Suffolk officials noted that lawn care products, such as fertilizers, produce significant amounts of nitrogen-laden stormwater runoff which depletes oxygen in streams, lakes, and estuaries. The depletion of oxygen in water bodies eventually leads to the destruction of wetlands and coastal vegetation, a primary defense against storms like Superstorm Sandy.
“As a committed member of the horticultural community on Long Island, I am happy to hear that funding is being pursued to continue the educational component of the existing law,” said Carol Saporito of BISSETT Nurseries and board member of the Nursery and Landscape Association. “As professionals, we would like to see this expanded to reach and teach the homeowner as well. Many Long Islanders apply their own fertilizer and too often the adage ‘more is better’ is followed.”
As part of the course, landscapers will learn about the prohibition dates on fertilizer application, the environmental consequences of nitrogen runoff, alternatives to turf grass such as native plantings, proper use and application techniques of fertilizer, and information on soils. Courses are taught through the Cornell Cooperative Extension of Suffolk County.
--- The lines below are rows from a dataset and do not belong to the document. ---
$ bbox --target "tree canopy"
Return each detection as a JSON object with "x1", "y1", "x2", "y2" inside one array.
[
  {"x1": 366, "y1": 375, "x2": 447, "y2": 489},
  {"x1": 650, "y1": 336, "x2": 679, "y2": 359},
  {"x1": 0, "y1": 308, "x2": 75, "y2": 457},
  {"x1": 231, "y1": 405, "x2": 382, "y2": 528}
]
In addition, the funding ensures all fertilizer retail locations to post educational signs and brochures for homeowners adjacent to their fertilizer displays. The County is responsible for providing the informational material.
“Common household practices of lawn care, landscaping, and grounds maintenance, all of which may utilize nitrogen-based fertilizers, make it necessary to provide educational material to residents, businesses, and lawn care professionals,” added County Executive Bellone.